As the continued attacks against ‘free speech’ rage on, FaceBook is far from the worst culprit to give in to the demands of the intolerant pro-censorship mob who increasingly engage in scorched earth tactics.

Hugo S Cunningham (profile) says:

A solution Kristof would like...

[sarc] Large corporations like the “New York Times” (licensed press outlets?) could be trusted with the responsibility to monitor themselves, and exempted from draconian civil and criminal penalties unless deliberate criminal intent is shown (highly unlikely). For the occasional mistake that lets something bad through, they could pay a reasonable fine, reflecting the fact that they are responsible and licensed, unlike “cowboy” bloggers and small independent publishers.[end sarc]

ryuugami says:

Re: A solution Kristof would like...

Um. You put that in "sarc" marks, but it’s exactly what Kristof suggested in the tweet that the AC linked to upthread:

Thanks for fixing. For the future, can I suggest a presumption by Facebook that articles with a nytimes or washpost or npr domain are legitimate content and are not pornographic?

Well, except for the "pay a reasonable fine if a mistake happens" provision. That’d be going a step too far.

bob says:

Re: Re: A solution Kristof would like...

Except why should we assume they will never put pornographic or otherwise “unsavory” things in their articles. They are news organizations not gods. They will make mistakes. And when they do who will pickup the fines for posting illegal content?

Seems like Facebook should just continue to block everything by default for those companies just like everyone else.

PaulT (profile) says:

Re: Re: Re: A solution Kristof would like...

Hell, even if they don’t make mistakes, hacks and defacing are a thing. Facebook allows linked or embedded content, then NYT’s servers get hacked or their DNS is spoofed, and they end up pointing to porn anyway? Chances are people who don’t understand the internet will still try and hold them responsible.

That’s the entire point of safe harbours and other protections – if Facebook are allowing user generated content, they have no direct control and should not be treated as directly culpable. He demanded that they be held liable anyway, so he gets to deal with the result of that. Hopefully he bears this in mind next time someone informs him about unintended consequences.

John Cressman says:

When they came for...

Time to update the old saying…

When Facebook came for the conservatives, I didn’t say anything because I wasn’t a conservative…

When Facebook came for the Non-Politically Correct crowd, I didn’t say anything because I was politically correct…

When Facebook came for me, there was no one left to say anything…

Valkor says:

Re: Re: When they came for...

Ok, fine.

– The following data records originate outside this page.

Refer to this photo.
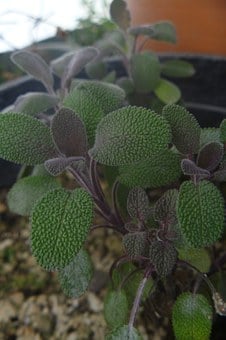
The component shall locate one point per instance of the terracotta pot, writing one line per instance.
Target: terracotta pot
(200, 24)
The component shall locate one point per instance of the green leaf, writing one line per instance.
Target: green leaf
(192, 317)
(159, 170)
(223, 131)
(26, 191)
(185, 128)
(145, 70)
(116, 308)
(120, 14)
(199, 258)
(60, 222)
(129, 135)
(138, 204)
(163, 255)
(76, 276)
(33, 103)
(200, 211)
(178, 69)
(167, 92)
(123, 333)
(91, 100)
(162, 30)
(25, 140)
(34, 65)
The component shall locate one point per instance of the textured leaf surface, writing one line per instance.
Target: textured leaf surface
(158, 170)
(25, 140)
(34, 65)
(116, 308)
(138, 204)
(26, 191)
(185, 128)
(165, 207)
(192, 317)
(199, 258)
(91, 100)
(120, 14)
(200, 213)
(60, 223)
(129, 135)
(145, 70)
(210, 156)
(163, 255)
(69, 133)
(177, 68)
(167, 92)
(33, 103)
(136, 244)
(76, 276)
(123, 333)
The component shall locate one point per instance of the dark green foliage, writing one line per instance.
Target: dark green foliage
(116, 308)
(192, 317)
(200, 212)
(57, 235)
(25, 140)
(129, 135)
(76, 276)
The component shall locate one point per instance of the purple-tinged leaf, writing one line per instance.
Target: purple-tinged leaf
(165, 207)
(80, 59)
(69, 133)
(33, 103)
(189, 168)
(210, 156)
(163, 256)
(56, 166)
(120, 13)
(138, 204)
(136, 244)
(34, 65)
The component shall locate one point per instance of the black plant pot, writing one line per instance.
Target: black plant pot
(204, 94)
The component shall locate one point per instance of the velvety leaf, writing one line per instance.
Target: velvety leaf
(192, 317)
(120, 13)
(122, 333)
(200, 213)
(159, 170)
(162, 30)
(210, 156)
(185, 128)
(167, 92)
(145, 70)
(116, 308)
(91, 101)
(60, 223)
(33, 103)
(177, 69)
(56, 166)
(165, 207)
(189, 168)
(34, 65)
(129, 135)
(223, 131)
(76, 276)
(199, 258)
(138, 204)
(25, 140)
(163, 255)
(77, 63)
(209, 135)
(69, 133)
(136, 244)
(26, 191)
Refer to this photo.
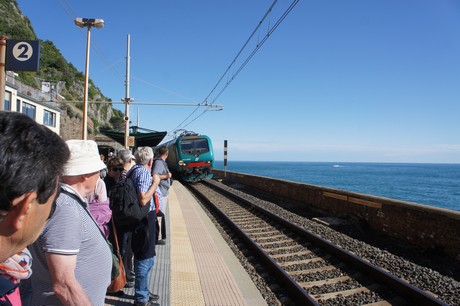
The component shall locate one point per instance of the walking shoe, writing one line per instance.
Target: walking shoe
(148, 303)
(153, 297)
(129, 284)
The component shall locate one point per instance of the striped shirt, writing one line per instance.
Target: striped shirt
(142, 180)
(71, 231)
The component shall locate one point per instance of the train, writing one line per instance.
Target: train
(191, 157)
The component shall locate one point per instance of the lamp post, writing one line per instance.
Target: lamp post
(88, 23)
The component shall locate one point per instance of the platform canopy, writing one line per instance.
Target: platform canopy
(147, 138)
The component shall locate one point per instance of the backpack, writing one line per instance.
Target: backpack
(124, 203)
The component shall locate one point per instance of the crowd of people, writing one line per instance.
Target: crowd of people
(55, 213)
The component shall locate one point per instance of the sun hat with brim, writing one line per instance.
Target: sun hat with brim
(84, 158)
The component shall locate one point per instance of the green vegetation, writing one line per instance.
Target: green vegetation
(54, 67)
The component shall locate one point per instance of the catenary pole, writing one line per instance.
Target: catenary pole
(127, 99)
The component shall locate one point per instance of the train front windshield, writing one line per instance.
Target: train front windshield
(194, 146)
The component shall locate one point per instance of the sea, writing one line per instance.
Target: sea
(435, 185)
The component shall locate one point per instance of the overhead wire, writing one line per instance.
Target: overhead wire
(258, 46)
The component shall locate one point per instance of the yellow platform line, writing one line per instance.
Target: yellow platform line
(185, 288)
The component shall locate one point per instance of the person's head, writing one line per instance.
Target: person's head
(163, 152)
(144, 156)
(82, 169)
(125, 155)
(115, 167)
(32, 158)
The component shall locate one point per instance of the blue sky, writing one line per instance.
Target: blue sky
(356, 81)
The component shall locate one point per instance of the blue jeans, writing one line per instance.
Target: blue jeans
(142, 269)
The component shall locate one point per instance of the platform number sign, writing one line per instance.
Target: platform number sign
(22, 55)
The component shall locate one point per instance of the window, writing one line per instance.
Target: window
(49, 118)
(28, 109)
(194, 147)
(7, 103)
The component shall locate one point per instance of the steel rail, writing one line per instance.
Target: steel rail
(289, 284)
(399, 286)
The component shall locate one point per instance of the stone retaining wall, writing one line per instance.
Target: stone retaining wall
(421, 225)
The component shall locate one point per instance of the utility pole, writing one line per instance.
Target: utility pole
(127, 99)
(3, 40)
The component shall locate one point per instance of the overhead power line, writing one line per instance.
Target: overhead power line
(258, 46)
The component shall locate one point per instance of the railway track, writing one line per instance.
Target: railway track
(312, 270)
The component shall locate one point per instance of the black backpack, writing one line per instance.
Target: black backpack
(124, 203)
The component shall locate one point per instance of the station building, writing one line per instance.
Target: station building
(35, 103)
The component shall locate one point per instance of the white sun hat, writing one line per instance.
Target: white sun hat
(84, 158)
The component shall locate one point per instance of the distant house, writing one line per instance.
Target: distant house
(32, 102)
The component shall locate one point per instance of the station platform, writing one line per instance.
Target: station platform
(195, 266)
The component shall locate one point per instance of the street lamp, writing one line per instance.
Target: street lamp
(88, 23)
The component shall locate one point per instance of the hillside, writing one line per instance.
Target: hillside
(55, 68)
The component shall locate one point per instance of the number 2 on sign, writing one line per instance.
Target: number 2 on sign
(22, 51)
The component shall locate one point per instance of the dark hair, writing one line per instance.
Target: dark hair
(32, 157)
(114, 162)
(162, 150)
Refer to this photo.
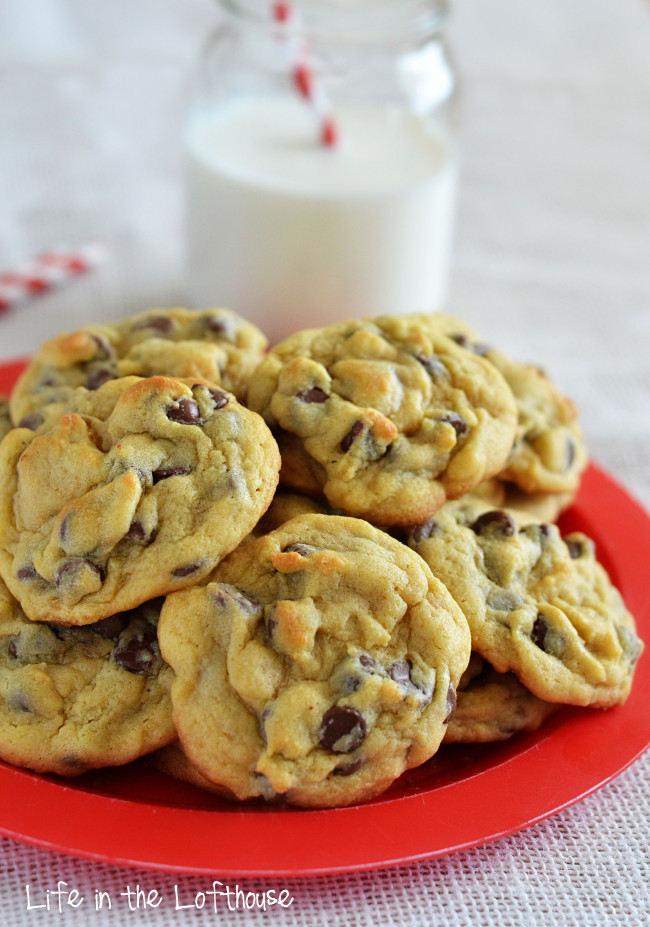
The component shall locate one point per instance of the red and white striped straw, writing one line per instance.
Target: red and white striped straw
(46, 271)
(304, 77)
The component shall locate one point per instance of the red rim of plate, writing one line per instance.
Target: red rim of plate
(435, 812)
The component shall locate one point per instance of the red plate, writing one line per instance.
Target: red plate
(135, 816)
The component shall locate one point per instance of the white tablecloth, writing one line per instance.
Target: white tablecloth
(552, 263)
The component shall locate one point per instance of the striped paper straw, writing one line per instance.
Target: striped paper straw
(304, 77)
(46, 271)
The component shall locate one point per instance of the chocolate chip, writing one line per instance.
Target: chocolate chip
(450, 704)
(163, 473)
(186, 412)
(478, 347)
(348, 768)
(98, 377)
(432, 365)
(160, 323)
(356, 430)
(32, 421)
(68, 570)
(110, 627)
(314, 394)
(458, 423)
(575, 549)
(540, 632)
(222, 593)
(138, 652)
(186, 570)
(495, 521)
(342, 729)
(424, 531)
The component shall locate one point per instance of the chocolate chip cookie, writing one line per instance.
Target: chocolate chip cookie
(319, 662)
(5, 419)
(548, 455)
(140, 495)
(392, 418)
(212, 344)
(493, 706)
(538, 605)
(73, 699)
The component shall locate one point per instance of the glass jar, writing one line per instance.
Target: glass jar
(321, 162)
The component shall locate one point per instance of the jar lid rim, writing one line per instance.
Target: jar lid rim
(412, 16)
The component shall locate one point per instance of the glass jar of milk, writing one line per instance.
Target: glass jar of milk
(336, 202)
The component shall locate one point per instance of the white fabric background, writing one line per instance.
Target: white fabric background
(552, 262)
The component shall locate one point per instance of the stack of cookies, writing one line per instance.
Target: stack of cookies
(405, 585)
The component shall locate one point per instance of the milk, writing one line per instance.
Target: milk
(293, 234)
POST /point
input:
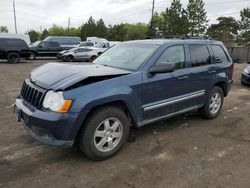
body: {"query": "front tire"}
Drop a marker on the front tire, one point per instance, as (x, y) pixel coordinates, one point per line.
(105, 133)
(213, 106)
(32, 56)
(13, 58)
(69, 58)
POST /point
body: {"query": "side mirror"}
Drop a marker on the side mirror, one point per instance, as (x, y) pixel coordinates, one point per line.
(237, 60)
(162, 68)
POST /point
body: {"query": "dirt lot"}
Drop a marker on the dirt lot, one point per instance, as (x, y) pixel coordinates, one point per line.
(186, 151)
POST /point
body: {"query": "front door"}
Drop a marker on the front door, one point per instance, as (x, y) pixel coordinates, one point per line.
(166, 93)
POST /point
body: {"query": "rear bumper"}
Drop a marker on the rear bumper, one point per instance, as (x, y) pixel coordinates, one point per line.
(47, 127)
(229, 85)
(245, 78)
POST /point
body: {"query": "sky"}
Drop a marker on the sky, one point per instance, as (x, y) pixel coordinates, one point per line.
(40, 14)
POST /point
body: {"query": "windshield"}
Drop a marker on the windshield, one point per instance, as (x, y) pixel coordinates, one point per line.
(36, 43)
(73, 49)
(129, 56)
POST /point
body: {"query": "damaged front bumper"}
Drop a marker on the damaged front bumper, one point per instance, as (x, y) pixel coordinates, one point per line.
(46, 127)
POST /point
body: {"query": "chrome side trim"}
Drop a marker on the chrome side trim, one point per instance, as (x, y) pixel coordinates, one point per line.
(174, 100)
(140, 124)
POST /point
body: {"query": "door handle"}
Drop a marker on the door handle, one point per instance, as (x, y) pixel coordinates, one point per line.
(183, 77)
(212, 71)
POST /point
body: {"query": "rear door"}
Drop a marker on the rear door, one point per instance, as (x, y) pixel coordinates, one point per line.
(53, 48)
(201, 72)
(164, 94)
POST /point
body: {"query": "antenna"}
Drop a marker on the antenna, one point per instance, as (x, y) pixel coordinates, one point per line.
(14, 9)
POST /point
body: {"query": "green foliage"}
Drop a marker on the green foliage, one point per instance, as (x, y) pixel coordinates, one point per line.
(34, 35)
(93, 28)
(244, 37)
(4, 29)
(197, 17)
(171, 22)
(135, 31)
(225, 30)
(56, 31)
(44, 34)
(117, 32)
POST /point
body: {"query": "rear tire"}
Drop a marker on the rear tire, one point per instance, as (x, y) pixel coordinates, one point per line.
(93, 58)
(32, 56)
(13, 58)
(214, 103)
(104, 133)
(69, 58)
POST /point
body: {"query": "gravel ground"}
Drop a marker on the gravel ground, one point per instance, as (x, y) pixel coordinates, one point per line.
(186, 151)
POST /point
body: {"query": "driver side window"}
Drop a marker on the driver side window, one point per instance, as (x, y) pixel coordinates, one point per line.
(174, 54)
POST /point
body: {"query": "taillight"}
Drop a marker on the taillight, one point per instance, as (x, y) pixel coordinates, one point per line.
(232, 69)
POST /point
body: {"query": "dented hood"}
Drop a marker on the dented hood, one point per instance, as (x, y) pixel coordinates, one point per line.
(57, 76)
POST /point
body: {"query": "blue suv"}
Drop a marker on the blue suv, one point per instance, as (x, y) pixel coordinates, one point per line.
(132, 84)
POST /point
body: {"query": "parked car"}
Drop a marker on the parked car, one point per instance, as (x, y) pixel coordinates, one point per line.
(64, 40)
(96, 40)
(96, 104)
(84, 44)
(45, 49)
(13, 49)
(245, 77)
(78, 54)
(24, 37)
(100, 47)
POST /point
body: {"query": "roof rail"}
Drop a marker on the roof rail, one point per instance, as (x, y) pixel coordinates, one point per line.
(199, 37)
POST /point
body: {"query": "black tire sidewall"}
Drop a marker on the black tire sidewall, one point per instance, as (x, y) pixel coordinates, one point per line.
(86, 140)
(206, 110)
(32, 54)
(13, 54)
(69, 59)
(93, 58)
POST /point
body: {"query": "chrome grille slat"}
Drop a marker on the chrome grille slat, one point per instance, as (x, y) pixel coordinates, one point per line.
(32, 95)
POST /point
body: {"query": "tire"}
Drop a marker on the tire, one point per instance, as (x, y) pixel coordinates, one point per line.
(99, 139)
(69, 58)
(93, 58)
(214, 103)
(32, 56)
(13, 58)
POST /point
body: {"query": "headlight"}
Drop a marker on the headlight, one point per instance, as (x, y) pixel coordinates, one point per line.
(246, 71)
(55, 102)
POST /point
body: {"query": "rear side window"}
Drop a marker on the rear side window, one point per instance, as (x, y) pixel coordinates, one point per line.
(174, 54)
(219, 54)
(199, 55)
(53, 44)
(16, 43)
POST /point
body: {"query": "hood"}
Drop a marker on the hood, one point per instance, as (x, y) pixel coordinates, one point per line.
(57, 76)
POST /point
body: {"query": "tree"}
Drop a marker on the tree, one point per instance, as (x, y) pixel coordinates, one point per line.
(4, 29)
(56, 31)
(117, 32)
(173, 21)
(88, 29)
(135, 31)
(244, 37)
(197, 17)
(34, 35)
(226, 30)
(44, 34)
(101, 29)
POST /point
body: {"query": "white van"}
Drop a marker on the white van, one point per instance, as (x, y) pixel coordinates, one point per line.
(24, 37)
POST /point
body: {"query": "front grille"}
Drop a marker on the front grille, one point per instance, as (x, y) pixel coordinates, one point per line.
(32, 95)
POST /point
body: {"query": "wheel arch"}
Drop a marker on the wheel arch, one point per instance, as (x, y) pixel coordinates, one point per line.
(223, 86)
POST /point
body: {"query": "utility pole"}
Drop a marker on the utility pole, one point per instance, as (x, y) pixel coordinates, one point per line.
(14, 9)
(68, 23)
(151, 32)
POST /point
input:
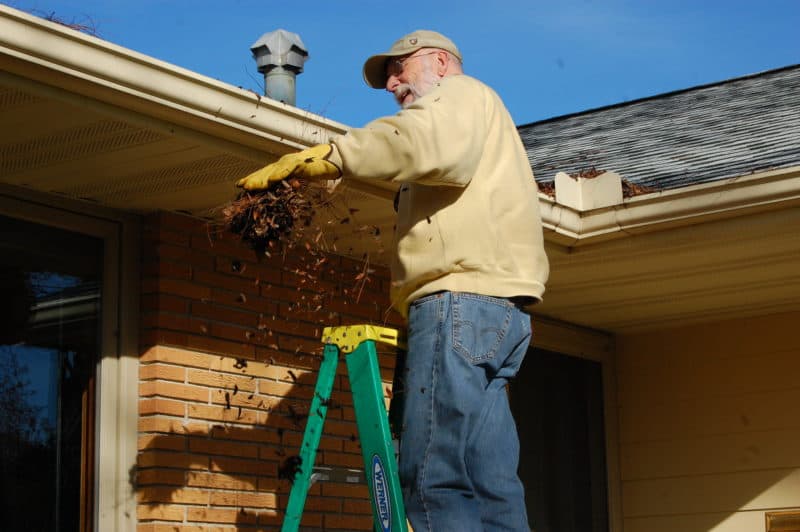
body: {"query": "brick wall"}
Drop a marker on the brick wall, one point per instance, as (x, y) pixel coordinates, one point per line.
(230, 349)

First, Facebook came for the Nazis, but I wasn’t a Nazi.

Irony can be thought provoking. I think of it like a stinky cheese that tastes good. They both can evoke a negative initial reaction, but improve upon careful consideration.

Now, clearly, the Facebook version is not nearly as serious as the actions of an actual government. We’re nowhere near a Fourth Reich. If Facebook gets too oppressive, they will merely destroy their own business eventually. But… What happens if that censorship breaks containment? What happens if we get conditioned to expect our gatekeepers to protect us from whatever it is we don’t like? There are already plenty of people who think the government should do just that, regardless of Facebook’s policies. When Tech fails, do we want people turning to the government for all their censorship needs?

Facebook wanted to be all things to all people. Now, it looks like it wants to be the communication platform for everyone, but only the communication it wants. Well, guess what. When your “community” is everybody, you don’t have “community standards” anymore. You can be niche, and expect to cultivate a community that at least agrees on ground rules, or you can be ubiquitous and take all the bad with the good. Facebook has no business moderating beyond things that are actually illegal, and that would be enough to keep a healthy debate going. If Facebook wants to be the middleman for everyone’s news and information, they don’t have any business editing that information.

Facebook, I hope you bleed to death from your own self harm.

PaulT (profile) says:

Re: Re: Re: When they came for...

“Ok, fine. First, Facebook came for the Nazis, but I wasn’t a Nazi.”

So, you are defending the right of Nazis to pursue their aims of genocide?

“Facebook has no business moderating beyond things that are actually illegal”

They can do whatever the hell they want, actually, unless they violate some law themselves by doing so. For example, they can tell white supremacists and literally Nazis to fuck off their property, but they can’t say the same to black people or Jews just because they don’t like their race.

Valkor says:

Re: Re: Re:2 When they came for...

So, you are defending the right of Nazis to pursue their aims of genocide?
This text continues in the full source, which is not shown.